Save or Slay?


We have been taught from a young age to go out into the world and make money.

Get a good education, get a great career and make money baby – lots of it too. One thing we often weren’t taught was what to do with it. Your riches come from what you decide to do with what you earn and not the amount in which you earn. You get a pay increase, your year – end bonus, you have a garage sale, you win it big in Vegas, or maybe just an inheritance. What do you do with that money is a big question? We’ve succeeded in the arena of making the money, now what?

Saving is a smart thing to do, but you may have some debt you’d like to slash. You can add more money into your emergency fund or slash down some debt. Saving for your retirement fund or slash down some debt. What about the down payment for your home? All great choices, but which is better?

Where you allocate most of your funds would depend on your goals and the interest rate(s) of your debt(s). If the cost of borrowing is high, the rate at which your debt may increase can quickly wipe out any savings plan you have in place allowing you to not see the full benefit of what you saved. You don’t want your debt increasing quicker than your savings. Therefore, it is important to pay off debt with high interest rates so you’re not throwing your hard earned money away to your creditors.

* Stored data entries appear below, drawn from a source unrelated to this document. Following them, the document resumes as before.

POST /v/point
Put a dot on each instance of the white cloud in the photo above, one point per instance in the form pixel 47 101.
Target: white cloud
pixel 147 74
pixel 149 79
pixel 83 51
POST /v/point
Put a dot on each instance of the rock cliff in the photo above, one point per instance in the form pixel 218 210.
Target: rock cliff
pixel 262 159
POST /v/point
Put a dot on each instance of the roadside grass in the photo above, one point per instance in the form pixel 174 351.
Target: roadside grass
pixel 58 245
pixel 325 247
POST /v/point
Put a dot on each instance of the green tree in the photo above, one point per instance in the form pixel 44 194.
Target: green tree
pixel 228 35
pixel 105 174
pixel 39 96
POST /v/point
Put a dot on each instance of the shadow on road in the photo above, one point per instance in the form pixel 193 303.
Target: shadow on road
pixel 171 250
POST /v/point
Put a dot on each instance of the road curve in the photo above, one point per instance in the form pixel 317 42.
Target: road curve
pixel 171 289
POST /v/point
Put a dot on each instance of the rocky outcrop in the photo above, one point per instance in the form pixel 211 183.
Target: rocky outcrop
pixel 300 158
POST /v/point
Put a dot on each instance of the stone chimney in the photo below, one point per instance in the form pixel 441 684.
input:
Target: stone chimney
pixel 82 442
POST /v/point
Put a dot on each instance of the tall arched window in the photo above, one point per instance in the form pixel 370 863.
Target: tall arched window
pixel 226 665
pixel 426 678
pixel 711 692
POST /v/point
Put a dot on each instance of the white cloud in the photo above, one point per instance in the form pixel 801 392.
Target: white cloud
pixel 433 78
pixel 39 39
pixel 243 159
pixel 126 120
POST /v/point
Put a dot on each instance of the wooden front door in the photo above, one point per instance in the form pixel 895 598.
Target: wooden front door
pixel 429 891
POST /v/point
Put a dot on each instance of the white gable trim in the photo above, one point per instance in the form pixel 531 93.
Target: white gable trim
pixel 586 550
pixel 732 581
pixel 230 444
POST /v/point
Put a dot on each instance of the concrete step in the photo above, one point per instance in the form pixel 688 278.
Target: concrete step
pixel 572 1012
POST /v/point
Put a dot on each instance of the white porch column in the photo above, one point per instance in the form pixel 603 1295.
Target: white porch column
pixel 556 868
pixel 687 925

On the flip side, if interest rates are low, then it may pose as a great idea to save too. Now, let’s define what a low interest rate is within this context. If the money you’re saving has the potential to grow, return on investment (ROI), quicker than the cost of your borrowing, than save away.

High interest rates, low interest rates, zero interest rates, regardless of the interest rate, it’s wise to always be saving a bit for an emergency. When an emergency arises and every dollar you’ve been earning has been going to debt repayment, you may end up right back where you started, because you may need to leverage your credit card to bail you out. If you’re saving at the same time and the same emergency arises, instead of using 100% of credit card, you may only need 60% of your credit card because the other 40% came from saving at the same time. This way your debt goes down with less of a likelihood to returning to the original start position.  

Working on a percentage scale may also help with your new found wealth. Up until this point, your savings and debt repayment plan is a percentage of your income. Therefore, you can break down how much you may want to contribute to debt and savings on a percentage scale. To aid in increasing your prosperity mindset, from the increase of wealth you can allocate 60% to debt, 20% to saving and 20% for living expenses. This will add confidence and have you stand taller, knowing that debt is going down, savings are increasing and you’re still able to play.

A good rule of thumb is that, if your debt repayments are a big percentage of your income, pay down the debt, even if the interest rate is low.